Policy and practice implications
Although older learners are now receiving more consideration in relation to the development of national and local lifelong learning policies, our study shows that lifelong learning needs to be inclusive and to be understood in the historical and social context of learners' lives and situational influences and their impact on later life learning decisions. It is also important to acknowledge older people's varied perceptions of what constitutes learning, the considerable quantity of informal learning they appear to undertake in later life, and the place of learning, both formal and informal, in helping to ensure a good quality of life through intellectual stimulation and enjoyment. Although we discovered many older people already learning in a wide variety of contexts, including activities organised by older people themselves, there are challenges here for Learning and Skills Councils and other organisations concerned specifically with older people in devising more accessible, inexpensive and relevant opportunities for older people to learn. This might include, for example, broadcasters, who may want to consider whether a wider range of opportunities could be offered through radio and television in order to acknowledge older people's circumstances and learning preferences, to widen choice and to stimulate interest.
How the research was carried out
An important aspect of our study was to develop research strategies that would draw on a variety of different investigative techniques. In particular, we explored the use of older people themselves as interviewers in order to maximise the involvement of those being studied. Our methods consisted of:
Focus group discussions with ten groups of older people currently taking part in different types of formally organised learning activities in different contexts around the UK (including those organised by older people themselves).
Construction of a model to illustrate pathways to, and influences on older people's learning activities across the life course.
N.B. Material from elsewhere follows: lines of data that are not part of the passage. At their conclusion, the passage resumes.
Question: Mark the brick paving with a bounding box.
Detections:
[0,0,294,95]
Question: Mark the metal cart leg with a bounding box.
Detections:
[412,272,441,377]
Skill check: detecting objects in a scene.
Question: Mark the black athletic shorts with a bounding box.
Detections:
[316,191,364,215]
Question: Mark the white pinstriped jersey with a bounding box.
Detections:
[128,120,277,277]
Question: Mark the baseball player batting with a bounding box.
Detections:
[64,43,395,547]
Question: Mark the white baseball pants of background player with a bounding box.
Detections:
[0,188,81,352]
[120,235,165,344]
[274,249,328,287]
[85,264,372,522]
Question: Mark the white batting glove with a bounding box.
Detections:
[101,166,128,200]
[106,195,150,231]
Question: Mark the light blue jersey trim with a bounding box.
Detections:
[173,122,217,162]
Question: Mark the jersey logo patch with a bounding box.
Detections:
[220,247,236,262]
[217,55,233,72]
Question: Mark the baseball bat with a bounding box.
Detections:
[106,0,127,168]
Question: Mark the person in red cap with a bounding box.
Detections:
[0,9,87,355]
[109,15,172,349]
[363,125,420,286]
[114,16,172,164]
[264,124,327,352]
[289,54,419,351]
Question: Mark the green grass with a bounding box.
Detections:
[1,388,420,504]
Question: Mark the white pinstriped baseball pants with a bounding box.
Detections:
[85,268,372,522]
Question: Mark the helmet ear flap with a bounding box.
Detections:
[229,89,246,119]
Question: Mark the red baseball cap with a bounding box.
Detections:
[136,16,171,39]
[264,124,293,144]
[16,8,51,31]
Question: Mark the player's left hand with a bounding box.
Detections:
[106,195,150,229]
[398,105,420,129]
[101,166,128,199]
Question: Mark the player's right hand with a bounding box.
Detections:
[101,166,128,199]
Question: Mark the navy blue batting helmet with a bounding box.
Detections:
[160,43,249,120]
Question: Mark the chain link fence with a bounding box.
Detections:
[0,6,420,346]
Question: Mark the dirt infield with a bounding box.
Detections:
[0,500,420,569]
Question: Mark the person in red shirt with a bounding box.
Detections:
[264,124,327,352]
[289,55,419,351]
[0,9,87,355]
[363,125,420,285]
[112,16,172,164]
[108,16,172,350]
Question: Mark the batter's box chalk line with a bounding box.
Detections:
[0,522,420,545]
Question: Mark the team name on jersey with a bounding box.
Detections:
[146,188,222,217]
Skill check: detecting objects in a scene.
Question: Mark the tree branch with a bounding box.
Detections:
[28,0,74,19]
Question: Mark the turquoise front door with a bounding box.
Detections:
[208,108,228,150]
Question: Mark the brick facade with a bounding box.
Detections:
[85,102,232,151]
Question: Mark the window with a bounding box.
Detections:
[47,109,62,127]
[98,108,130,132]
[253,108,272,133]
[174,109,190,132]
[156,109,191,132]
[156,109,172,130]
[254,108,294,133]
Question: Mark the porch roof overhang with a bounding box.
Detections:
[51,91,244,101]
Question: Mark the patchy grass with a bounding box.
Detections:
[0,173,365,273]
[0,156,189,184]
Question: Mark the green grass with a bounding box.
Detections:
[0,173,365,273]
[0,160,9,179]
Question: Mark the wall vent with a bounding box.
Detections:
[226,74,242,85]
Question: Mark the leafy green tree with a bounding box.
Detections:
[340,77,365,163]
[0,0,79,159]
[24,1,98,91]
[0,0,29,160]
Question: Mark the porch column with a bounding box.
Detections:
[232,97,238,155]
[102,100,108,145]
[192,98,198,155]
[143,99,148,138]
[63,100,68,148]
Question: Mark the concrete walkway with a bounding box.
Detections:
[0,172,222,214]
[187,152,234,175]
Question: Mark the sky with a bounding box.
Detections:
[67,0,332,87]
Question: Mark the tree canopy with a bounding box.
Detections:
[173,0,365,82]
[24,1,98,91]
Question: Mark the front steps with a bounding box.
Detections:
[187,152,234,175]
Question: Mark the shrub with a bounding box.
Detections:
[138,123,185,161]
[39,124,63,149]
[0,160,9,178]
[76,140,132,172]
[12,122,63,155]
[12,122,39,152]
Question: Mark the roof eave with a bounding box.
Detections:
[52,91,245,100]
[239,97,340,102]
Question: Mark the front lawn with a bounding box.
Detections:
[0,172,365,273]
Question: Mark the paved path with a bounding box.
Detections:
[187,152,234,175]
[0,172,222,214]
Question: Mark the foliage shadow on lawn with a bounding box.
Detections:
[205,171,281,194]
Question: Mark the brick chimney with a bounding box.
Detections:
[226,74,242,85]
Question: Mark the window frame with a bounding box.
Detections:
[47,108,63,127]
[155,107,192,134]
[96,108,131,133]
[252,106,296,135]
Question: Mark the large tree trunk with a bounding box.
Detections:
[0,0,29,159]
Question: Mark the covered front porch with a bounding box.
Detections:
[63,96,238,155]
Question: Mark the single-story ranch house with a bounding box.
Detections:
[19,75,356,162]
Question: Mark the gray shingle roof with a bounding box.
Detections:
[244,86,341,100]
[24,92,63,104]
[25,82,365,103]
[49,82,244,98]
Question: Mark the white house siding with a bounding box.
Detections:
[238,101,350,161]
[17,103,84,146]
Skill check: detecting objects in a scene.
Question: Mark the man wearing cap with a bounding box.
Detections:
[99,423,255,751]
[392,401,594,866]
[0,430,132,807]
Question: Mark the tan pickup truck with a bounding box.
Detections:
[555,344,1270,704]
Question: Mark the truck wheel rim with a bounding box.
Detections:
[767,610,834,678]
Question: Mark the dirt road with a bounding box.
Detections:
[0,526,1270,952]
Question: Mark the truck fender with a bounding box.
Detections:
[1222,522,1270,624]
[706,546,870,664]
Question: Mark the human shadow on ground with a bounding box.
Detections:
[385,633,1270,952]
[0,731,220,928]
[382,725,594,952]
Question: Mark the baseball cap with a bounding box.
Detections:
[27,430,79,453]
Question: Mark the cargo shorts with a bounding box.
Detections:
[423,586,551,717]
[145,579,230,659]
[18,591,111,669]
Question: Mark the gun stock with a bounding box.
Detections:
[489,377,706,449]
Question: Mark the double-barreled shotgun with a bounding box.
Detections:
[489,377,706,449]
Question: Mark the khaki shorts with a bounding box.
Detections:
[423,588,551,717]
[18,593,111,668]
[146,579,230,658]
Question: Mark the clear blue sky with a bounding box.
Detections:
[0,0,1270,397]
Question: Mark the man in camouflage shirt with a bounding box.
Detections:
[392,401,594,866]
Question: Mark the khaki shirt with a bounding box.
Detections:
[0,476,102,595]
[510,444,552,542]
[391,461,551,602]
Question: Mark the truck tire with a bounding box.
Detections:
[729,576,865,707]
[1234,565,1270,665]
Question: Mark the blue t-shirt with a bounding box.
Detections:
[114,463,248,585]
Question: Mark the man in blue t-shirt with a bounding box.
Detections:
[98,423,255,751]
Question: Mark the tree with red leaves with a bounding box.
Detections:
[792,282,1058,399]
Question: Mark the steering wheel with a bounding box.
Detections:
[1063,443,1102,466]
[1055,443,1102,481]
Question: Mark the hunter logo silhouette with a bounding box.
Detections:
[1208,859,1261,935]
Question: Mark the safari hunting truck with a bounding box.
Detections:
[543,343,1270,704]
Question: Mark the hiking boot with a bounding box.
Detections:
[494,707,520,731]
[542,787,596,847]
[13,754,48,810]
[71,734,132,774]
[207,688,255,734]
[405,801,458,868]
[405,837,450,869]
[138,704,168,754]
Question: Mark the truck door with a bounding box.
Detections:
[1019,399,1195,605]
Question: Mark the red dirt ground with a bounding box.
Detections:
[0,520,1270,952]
Questionnaires to test this model to a further 80 older people (38 currently participating in formally organised learning plus 42 'non-participants') and including a sentence completion task, ' Learning is..... ' attempted by 69 respondents.
In-depth interviews with 35 of the above (21 'participants', 14 'non-participants') carried out by a trained team of seven older people (age
range 59-76) in locations across the UK . Analysis of learning logs kept by nine further older respondents over a one-two month period.
The research was conducted by Alexandra Withnall (Senior Lecturer) and Victoria Thompson (Research Fellow) at the University of Keele (January –September 2000) and subsequently at the University of Warwick (October 2000-July 2002).